2

I am implementing an LZW compression/decompression utility library and am in need of returning the compressed output in what I am using as:

using ByteSequence = std::vector<std::uint8_t>

The output format for the compressor will include the positions in the compressor's dictionary of various sequences found by the algorithm. For example, having 16-bit positions in the output would look like:

std::vector<std::uint16_t> pos{123, 385, /* ... */};

The output, however needs to be a ByteSequence, and it needs to be portable among architectures. What I am currently doing to convert the pos vector to the desired format is:

for (auto p : pos)
{
  std::uint8_t *bytes = (std::uint8_t *) &p;
  output.push_back(bytes[0]);
  output.push_back(bytes[1]);
}

This works, but only under the assumption that the keys will be 16-bit each and to be honest, it looks like a cheap trick to me.
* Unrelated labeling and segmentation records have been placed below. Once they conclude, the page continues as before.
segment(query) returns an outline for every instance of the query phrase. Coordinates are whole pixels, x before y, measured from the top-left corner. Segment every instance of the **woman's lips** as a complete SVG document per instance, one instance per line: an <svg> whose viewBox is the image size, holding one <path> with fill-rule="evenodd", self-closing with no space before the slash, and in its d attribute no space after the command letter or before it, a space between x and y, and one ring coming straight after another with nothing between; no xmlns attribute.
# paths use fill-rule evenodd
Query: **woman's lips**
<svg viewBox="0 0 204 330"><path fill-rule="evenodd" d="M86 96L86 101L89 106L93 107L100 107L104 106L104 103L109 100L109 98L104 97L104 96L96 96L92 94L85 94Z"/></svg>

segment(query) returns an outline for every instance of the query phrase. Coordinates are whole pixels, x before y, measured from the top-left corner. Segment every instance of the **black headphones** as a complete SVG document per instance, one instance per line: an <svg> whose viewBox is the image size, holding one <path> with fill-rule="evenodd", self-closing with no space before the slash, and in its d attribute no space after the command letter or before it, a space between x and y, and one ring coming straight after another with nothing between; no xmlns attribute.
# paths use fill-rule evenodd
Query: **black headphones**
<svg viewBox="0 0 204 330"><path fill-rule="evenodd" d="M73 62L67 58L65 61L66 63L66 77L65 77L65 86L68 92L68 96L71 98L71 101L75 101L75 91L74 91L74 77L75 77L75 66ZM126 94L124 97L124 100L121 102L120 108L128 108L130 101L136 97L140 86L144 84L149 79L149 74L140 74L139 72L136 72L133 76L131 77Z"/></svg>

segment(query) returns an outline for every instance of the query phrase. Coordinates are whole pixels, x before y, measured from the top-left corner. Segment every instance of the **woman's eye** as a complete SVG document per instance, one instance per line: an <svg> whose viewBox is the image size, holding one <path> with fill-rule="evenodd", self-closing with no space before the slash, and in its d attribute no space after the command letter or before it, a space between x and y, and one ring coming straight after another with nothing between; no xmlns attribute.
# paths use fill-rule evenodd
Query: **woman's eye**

How should I do this in a better, cleaner way? Thank you!

Victor
  • 13,914
  • 19
  • 78
  • 147
  • *"needs to be portable among architectures "* - not by doing what that code does, it isn't. At *best* that will spew different byte streams depending on endianness present on the encoder. Pull each octet out of the `uint16_t` using shifts and masks; first the high, then the low, and make sure your decoder knows that decision. – WhozCraig Nov 24 '19 at 11:27
  • @WhozCraig I understand your point, that's what I thought of too. However, for for keys larger than 2 bytes, shoud I still extract the bytes in the same way? – Victor Nov 24 '19 at 11:31
  • The same way as what you show here? Or byte by byte top-down as I described? No to the former, yes to the latter ? – WhozCraig Nov 24 '19 at 11:38

2 Answers2

1

This should be portable, though possibly not so efficient as direct byte manipulation:

template<class T>
void number2bytes(std::vector<uint8_t>& bytes, T x)
{
    static_assert(std::is_integral<T>::value, "Integral required.");
    for (size_t i = 0; i < sizeof(T); ++i)
    {
        bytes.push_back(x & 0xFF);
        x >>= 8;
    }
}

The static_assert is added to protect from accidental passing some weird non-number type overloading & and >>=.

aparpara
  • 2,171
  • 8
  • 23
1

The way you extract bytes is undefined behaviour. The C++ standard [basic.lval] reads:

If a program attempts to access the stored value of an object through a glvalue of other than one of the following types the behavior is undefined:

. . .

  • a char, unsigned char, or std::byte type.

std::uint8_t is not in this list, and AFAIK there is no guarantee that std::uint8_t and unsigned char are the same type.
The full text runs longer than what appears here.